La France veut renégocier la convention fiscale signée avec la Belgique

La France et la Belgique ont signé une convention en vue d'éviter les doubles impositions
La France et la Belgique ont signé une convention en vue d'éviter les doubles impositions - PHILIPPE HUGUEN - AFP
Belga News

Le ministre français de l'Economie Pierre Moscovici a plaidé lundi pour renégocier "dans les années qui viennent" les conventions fiscales qui lient la France à la Belgique, au Luxembourg et à la Suisse pour éviter que les contribuables français ne pratiquent l'évasion fiscale.

François Hollande avait annoncé pendant la campagne présidentielle vouloir renégocier ces conventions fiscales. "Il y a un programme de lutte contre la fraude fiscale dans le cadre du PLF", le projet de loi de finances pour 2013 qui doit être présenté à la fin du mois, a déclaré Pierre Moscovici sur RMC/BFMTV alors que le débat sur l'évasion fiscale a resurgi à la suite de la demande de nationalité belge du patron de LVMH Bernard Arnault.

"On en avait déjà parlé pendant la campagne présidentielle, il faudra peut-être y revenir dans les années qui viennent (...) Nous avons des conventions fiscales avec un certain nombre de pays, je pense à la Belgique, je pense au Luxembourg, je pense à la Suisse, conventions qu'il serait bon, je crois, de renégocier dans les années qui viennent", a ajouté Pierre Moscovici.

La convention

La France et la Belgique ont signé, le 10 mars 1964, une convention en vue d'éviter les doubles impositions et d'établir des règles d'assistance administrative et juridique réciproque en matière d'impôts sur les revenus.

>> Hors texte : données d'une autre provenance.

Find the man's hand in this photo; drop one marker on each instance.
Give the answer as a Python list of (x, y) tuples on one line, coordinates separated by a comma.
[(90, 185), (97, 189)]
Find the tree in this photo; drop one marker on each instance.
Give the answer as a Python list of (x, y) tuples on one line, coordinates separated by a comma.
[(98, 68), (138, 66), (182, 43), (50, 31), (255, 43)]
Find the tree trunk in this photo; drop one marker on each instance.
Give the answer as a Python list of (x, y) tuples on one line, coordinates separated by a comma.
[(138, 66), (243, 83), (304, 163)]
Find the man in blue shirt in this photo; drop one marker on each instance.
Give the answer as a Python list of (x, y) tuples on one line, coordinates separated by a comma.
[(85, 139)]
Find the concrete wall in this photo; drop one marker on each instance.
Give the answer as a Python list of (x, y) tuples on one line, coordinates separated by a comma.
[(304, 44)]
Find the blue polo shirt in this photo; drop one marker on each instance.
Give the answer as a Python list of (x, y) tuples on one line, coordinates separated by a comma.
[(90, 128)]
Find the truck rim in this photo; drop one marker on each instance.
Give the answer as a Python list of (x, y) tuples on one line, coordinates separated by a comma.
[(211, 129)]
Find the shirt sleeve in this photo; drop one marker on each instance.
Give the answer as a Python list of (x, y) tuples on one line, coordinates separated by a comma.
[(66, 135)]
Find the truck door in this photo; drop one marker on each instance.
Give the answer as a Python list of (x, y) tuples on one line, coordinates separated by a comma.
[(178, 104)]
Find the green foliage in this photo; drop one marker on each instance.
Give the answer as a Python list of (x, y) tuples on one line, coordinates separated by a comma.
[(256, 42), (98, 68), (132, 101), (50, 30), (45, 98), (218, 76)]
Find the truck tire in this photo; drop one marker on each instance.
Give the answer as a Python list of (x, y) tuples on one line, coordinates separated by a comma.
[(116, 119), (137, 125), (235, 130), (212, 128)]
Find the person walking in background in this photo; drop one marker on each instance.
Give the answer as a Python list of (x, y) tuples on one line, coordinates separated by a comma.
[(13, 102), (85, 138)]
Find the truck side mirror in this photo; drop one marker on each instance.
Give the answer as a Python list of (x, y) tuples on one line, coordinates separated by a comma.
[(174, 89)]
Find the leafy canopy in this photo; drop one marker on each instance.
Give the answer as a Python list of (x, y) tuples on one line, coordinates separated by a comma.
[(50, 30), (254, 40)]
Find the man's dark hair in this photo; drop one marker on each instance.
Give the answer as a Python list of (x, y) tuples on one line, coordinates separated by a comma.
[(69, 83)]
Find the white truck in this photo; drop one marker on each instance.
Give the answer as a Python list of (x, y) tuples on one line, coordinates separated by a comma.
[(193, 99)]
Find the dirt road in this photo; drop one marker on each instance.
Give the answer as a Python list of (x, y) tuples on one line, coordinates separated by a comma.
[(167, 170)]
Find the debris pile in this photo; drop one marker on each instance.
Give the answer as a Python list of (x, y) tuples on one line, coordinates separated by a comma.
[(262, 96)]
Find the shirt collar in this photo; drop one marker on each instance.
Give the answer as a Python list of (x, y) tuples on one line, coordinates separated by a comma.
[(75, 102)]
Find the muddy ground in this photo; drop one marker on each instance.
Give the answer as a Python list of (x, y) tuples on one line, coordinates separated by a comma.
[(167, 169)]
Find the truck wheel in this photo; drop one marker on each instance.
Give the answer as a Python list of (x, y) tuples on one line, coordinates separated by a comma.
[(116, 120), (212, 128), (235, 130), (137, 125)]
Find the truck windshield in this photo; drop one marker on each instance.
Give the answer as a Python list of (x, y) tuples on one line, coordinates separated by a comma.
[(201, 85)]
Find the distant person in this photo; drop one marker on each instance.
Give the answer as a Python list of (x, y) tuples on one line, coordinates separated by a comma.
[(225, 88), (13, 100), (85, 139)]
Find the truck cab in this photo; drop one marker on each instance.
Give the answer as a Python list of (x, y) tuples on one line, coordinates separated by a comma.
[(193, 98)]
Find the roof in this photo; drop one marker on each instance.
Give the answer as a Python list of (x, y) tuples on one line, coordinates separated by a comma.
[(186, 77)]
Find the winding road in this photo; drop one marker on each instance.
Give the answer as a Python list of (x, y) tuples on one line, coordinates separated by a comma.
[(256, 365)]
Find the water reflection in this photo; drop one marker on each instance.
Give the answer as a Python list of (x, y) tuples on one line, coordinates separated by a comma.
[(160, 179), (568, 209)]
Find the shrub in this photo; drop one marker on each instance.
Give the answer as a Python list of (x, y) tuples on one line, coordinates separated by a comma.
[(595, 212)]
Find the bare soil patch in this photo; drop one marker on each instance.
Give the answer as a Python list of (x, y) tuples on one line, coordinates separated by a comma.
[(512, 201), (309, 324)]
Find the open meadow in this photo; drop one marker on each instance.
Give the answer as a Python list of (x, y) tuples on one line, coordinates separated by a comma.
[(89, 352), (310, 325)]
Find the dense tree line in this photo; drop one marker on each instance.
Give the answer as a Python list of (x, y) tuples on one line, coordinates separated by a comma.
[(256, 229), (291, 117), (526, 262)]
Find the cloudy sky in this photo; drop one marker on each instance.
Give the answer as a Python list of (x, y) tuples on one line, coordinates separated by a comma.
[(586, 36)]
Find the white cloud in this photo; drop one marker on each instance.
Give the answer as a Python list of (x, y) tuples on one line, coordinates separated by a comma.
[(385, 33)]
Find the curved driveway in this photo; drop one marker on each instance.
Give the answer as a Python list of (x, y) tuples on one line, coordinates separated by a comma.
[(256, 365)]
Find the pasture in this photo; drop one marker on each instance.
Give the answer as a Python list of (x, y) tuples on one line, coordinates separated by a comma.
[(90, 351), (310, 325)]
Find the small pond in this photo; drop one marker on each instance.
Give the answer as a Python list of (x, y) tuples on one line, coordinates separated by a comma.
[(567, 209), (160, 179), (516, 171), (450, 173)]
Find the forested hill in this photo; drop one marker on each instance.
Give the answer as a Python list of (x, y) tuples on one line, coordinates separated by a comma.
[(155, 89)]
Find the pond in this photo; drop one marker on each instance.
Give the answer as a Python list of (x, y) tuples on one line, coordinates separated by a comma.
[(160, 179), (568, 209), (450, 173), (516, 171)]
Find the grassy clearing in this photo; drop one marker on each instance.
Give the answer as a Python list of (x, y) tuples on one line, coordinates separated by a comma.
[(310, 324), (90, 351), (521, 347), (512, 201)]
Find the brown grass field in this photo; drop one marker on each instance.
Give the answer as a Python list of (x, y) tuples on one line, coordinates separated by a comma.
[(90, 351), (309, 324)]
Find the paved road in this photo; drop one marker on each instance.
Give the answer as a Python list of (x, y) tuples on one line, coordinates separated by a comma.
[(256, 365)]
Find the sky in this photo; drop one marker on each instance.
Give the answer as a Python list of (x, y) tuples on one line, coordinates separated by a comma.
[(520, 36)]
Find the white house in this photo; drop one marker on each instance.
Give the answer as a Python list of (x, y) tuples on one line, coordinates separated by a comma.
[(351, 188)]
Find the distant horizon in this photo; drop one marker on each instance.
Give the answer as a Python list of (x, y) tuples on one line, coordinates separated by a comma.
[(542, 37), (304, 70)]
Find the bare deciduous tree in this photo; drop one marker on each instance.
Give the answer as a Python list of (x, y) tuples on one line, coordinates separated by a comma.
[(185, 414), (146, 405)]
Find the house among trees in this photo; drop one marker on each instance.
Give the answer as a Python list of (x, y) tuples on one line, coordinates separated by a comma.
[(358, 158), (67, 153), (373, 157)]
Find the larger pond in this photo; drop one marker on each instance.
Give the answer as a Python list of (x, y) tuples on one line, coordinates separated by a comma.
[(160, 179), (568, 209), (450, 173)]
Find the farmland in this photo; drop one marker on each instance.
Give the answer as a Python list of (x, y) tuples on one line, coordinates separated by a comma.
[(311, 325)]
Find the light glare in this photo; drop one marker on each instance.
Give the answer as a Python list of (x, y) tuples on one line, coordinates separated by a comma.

Cette convention établit notamment les critères permettant de déterminer la résidence fiscale d'une personne physique, et donc d'indiquer le pays dans lequel cette dernière sera imposée.

Le premier critère permettant de déterminer la résidence fiscale est celui du foyer permanent d'habitation. Une personne qui dispose d'un foyer "permanent" en France est donc considérée comme "résident fiscal" français. Si cette personne possède également une maison en Belgique, le foyer d'habitation est alors dans les deux pays. Ce critère ne tranche donc pas la question.

Le deuxième critère est celui des liens personnels et économiques les plus étroits, on parle des centres d'intérêts vitaux. Les liens personnels se rapportent notamment à la famille. Les liens économiques concernent par contre le travail et l'endroit où sont perçues les rémunérations.

Si une personne possède des liens personnels et économiques dans les deux pays, un troisième critère, celui du séjour habituel, est alors examiné. Le pays dans lequel le séjour habituel est le plus important peut ainsi permettre de déterminer la résidence fiscale. Si ce séjour habituel est réparti équitablement dans les deux pays, un dernier critère permet de trancher. Ce quatrième critère est la nationalité.

Si une personne possède la double nationalité ou si elle ne possède la nationalité d'aucun des deux Etats, la question est alors tranchée d'un commun accord par les autorités des deux Etats contractants.

Un contexte politique tendu

La demande de Bernard Arnault, première fortune de France et quatrième mondiale, intervient dans un contexte politique tendu en France où le gouvernement doit décider cette semaine quelles seront les dispositions finales de l'impôt de 75% sur les hauts revenus.

Le patron de LVMH a cependant réaffirmé dimanche qu'il continuerait "comme tous les Français" à payer ses impôts en France et récusé toute "interprétation politique" à sa démarche.

Ce lundi matin, Armand De Decker, a pourtant confirmé à la RTBF, qu'il venait s'installer à Uccle pour échapper à certaines mesures fiscales.

Notons que la Belgique ne connaît pas actuellement d'impôt sur la fortune contrairement à la France.